Trenta le opere arrivate da collezioni private e gallerie, con nomi importanti che aiutano ad attraversare una vicenda artistica partendo, soprattutto, dal tardo dopoguerra con le eccezioni di Fortunato Depero e Gino Severini. Senza trascurare quel versante, coniugato con le ragioni del femminismo militante degli anni Settanta, tra il «tessere e l’essere», avrebbe detto Maria Lai che intanto sostituiva alla tela libri cuciti e stendeva fili per unire uomini e paesaggi (famosa la sua performance «Legarsi alla montagna»).
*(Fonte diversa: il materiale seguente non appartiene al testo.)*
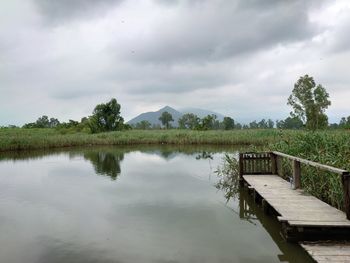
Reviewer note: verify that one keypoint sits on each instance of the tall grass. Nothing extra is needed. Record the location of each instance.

Proprio attraverso il contributo delle donne artiste, la tessitura passa da pratica passiva a strumento rivoluzionario non solo per l’attestazione di credito riservata al medium ma in quanto veicolo di una riflessione politica del femminile, espressa incrociando le implicazioni tra tessuto, corporeità e performance. Il percorso espositivo tiene conto di tali curvature storiche, recuperando in catalogo anche riferimenti storici seminali. Inoltre, allineando artiste quali Elizabeth Aro, Paola Besana, Renata Bonfanti, Tracey Emin, Sylvie Fleury, Yayoi Kusama, Sveva Lanza, Claudia Losi, Eva Marisaldi, Joana Vasconcelos, implicate in un percorso di condivisa militanza, a vario titolo e con contributi generazionali che ne motivano le differenti chiavi di lettura.
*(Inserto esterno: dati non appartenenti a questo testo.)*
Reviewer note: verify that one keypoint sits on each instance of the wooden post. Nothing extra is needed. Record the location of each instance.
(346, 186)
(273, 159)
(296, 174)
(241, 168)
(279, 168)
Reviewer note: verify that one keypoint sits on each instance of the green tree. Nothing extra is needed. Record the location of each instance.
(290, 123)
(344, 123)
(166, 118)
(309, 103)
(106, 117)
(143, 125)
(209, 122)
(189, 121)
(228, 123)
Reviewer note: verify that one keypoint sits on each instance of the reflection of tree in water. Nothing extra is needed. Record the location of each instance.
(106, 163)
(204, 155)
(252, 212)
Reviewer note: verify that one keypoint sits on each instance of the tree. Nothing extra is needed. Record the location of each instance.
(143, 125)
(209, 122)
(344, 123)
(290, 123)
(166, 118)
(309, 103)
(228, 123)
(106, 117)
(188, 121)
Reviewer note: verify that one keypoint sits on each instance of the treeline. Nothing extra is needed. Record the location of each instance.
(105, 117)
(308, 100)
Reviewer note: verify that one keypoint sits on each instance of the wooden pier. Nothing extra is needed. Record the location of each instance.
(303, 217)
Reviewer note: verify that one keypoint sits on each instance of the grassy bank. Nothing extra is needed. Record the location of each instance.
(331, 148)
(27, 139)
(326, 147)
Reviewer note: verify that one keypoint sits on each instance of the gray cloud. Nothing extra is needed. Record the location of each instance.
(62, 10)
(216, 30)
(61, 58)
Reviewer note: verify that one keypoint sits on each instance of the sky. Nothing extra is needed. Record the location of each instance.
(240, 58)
Con fili e trame, dunque, con azioni politiche sovrapposte a quelle estetiche, a rompere l’egemonia di un pensiero maschile, non più motore della storia, per fare spazio al soggetto imprevisto. Non di meno per la pugliese Franca Maranò, correttamente inserita tra le altre attiviste, con i suoi abiti mentali da indossare o da usare come strumenti di meditazione, paramenti per celebrare la storia di un corpo represso e domato per molti secoli. Le orditure raccontano anche altre storie, quando riferiscono di relitti tessili usati dall’azionista Hermann Nitsch, o saldano, negli stracci di Christian Boltanski, memoria e oblio di tragiche esistenze. Spunti riconducibili ad altri registri giungono da Vincenzo Agnetti, Arman, Alighiero Boetti, César, Arthur Duff, Sandro Greco, Nicola Liberatore, Corrado Lorenzo, Jorge+Lucy Orta, Salvatore Scarpitta, Chiharu Shiota, Shoplifter (Hrafnhildur Arnardóttir), Cesare Tacchi. Dimostrando, in ultima analisi, quanto la Fiber art si sia inserita in direzioni di ricerca molteplici, calate e risolte dal variegato parterre, agganciando urgenze politiche, incrementando matrici concettuali, espandendosi in scala ambientale, ma sempre trascinando e intrecciando esperienze di rinnovata materialità, fortemente empatiche e generose sul fronte sensoriale.